In fact, with some people, I'm not sure it's worth it. But I've been awed by all the changes of heart that are taking place; I've witnessed it happen in conversations I've had, and my fellow activists have witnessed it in their own conversations. There is a level consciousness raising afoot that I haven't seen since the 1970s and the feminist movement!
Here are three such conversations I've heard about just this week:
- My friend Jo told me that she and her three teenage daughters have been working on her mom, an elderly suburban Catholic woman, for months. They tried every angle they could think of, but no argument could trump her mom's need to obey the Catholic hierarchy. Finally, Jo told me, with a sense of surprise, that these words from her oldest daughter turned the tide: "Grandma," the young adult said, "marriage for same-sex couples is still going to be illegal in Minnesota even if this amendment doesn't pass. It is very likely going to be illegal until you die. Why mess up things for my generation as you leave this planet? Why don't you leave things alone and let us, the ones who will live with this, decide for ourselves?" With that, Jo's mom agreed to vote "no."

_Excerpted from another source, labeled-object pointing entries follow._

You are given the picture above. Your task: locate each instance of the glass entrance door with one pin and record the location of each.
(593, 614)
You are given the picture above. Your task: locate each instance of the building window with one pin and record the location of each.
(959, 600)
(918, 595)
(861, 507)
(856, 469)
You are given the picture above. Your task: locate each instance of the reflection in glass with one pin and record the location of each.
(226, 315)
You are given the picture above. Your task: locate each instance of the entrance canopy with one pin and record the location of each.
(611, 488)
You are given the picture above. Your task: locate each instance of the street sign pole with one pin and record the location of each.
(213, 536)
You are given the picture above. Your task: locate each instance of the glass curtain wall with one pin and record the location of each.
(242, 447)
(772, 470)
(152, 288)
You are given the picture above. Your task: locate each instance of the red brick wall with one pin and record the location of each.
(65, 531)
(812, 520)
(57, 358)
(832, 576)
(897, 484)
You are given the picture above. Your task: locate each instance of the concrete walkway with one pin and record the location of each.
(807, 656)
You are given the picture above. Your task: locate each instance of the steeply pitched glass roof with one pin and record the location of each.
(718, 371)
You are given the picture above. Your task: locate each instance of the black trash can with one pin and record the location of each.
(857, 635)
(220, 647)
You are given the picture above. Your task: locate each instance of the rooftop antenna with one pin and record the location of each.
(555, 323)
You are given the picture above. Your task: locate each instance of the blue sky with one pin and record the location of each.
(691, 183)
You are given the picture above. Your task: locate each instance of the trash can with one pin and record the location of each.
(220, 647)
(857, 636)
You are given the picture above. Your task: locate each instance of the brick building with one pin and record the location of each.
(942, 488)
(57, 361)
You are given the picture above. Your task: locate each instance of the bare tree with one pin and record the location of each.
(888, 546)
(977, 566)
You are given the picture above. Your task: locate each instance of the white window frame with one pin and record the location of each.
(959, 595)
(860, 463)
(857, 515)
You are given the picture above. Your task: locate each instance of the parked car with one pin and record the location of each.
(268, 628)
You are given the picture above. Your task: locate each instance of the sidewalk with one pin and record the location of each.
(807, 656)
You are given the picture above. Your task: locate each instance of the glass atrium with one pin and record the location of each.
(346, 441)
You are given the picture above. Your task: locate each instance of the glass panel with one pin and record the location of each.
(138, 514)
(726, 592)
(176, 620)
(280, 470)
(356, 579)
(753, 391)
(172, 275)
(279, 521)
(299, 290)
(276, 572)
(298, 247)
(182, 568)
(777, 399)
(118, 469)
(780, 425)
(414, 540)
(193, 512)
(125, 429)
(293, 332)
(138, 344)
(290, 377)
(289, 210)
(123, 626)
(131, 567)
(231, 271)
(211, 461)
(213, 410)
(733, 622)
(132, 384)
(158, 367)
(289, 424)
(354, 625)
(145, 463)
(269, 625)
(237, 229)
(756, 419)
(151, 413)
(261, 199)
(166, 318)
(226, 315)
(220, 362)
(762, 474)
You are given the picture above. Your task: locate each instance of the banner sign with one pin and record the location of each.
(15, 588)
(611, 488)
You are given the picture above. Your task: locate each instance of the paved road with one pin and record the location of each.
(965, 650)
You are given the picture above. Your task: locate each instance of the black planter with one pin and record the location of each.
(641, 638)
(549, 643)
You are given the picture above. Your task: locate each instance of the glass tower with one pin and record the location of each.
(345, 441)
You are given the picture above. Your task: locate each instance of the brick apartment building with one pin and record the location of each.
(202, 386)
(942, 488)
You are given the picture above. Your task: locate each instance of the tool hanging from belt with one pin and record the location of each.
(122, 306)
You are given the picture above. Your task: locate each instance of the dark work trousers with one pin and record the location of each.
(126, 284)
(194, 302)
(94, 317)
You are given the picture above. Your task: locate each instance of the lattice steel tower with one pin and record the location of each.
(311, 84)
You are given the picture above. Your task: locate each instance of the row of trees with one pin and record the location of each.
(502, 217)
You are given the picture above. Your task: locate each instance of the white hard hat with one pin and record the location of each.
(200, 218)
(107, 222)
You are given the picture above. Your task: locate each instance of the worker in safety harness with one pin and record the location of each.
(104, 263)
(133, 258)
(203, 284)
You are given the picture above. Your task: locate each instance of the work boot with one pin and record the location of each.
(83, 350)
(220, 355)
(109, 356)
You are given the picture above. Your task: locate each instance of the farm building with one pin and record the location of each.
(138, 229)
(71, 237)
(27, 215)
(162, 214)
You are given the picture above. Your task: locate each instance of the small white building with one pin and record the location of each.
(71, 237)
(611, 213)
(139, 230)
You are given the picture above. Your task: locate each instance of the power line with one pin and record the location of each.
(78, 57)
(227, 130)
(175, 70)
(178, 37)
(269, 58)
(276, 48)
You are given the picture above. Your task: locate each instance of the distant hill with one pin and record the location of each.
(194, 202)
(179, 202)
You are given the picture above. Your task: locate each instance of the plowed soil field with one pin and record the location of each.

- This one comes from my 16-year-old kid, from a random phone bank of calls. It's written in her own words, part of a reflection paper she writes for school:
[T]he second lady I had a conversation with said she was voting "yes," but that she didn't care what people did with their personal matters. I asked her if she was married, and she said she was. I asked her why she got married, and she said, "Well, why did we get married? We were very young. He had just turned 21, and I was 22. We were right out of school. We were in love!" She has been married 54 years. I laughed, and she asked me why I was laughing. I told her it sounded like a fairy tale. She laughed as well, and I told her about why marriage is important in my family and to me. We talked about me, and at the end she asked what the amendment was about. I told her that if she supported marriage for gay and lesbian couples, she should vote "no." Her answer was, "Oh, so I should vote 'no,' then. OK, I will. Nice talking to you, kid. Have a nice life." It was a really nice conversation.
- Finally, this one was reported to me by someone who was phone banking with me. On Tuesday nights I train people to have conversations with people they know. On Wednesday nights I call people who have been to such trainings, to chat about how their conversations are going. My friend Pam told this story: She called a woman who told Pam that she'd been talking about the amendment to her mom in a small town in northern Minnesota, without any luck. Finally, the woman decided to get in her car and drive four hours north to have a face-to-face conversation. When she got there, she and her mother went round and round about the amendment. Finally the daughter said, in exasperation, "Mom, you had a hard life yourself. Why on Earth would you want to do something that will just make other people's lives even harder?" The mother stopped arguing, sat back, said, "You're right. Why would I?" and agreed not only to vote "no" but to put up a yard sign. The next day the mother called her daughter and said she had talked to her neighbors across the street about the amendment, and they had also agreed to vote "no." She was wondering where they might get another yard sign!
This is what's happening all across the state: changes of heart and mind that, wether we win or lose this Election Day, will bend the moral arc of the universe toward justice and ensure that, someday, marriage will be an option for all committed couples.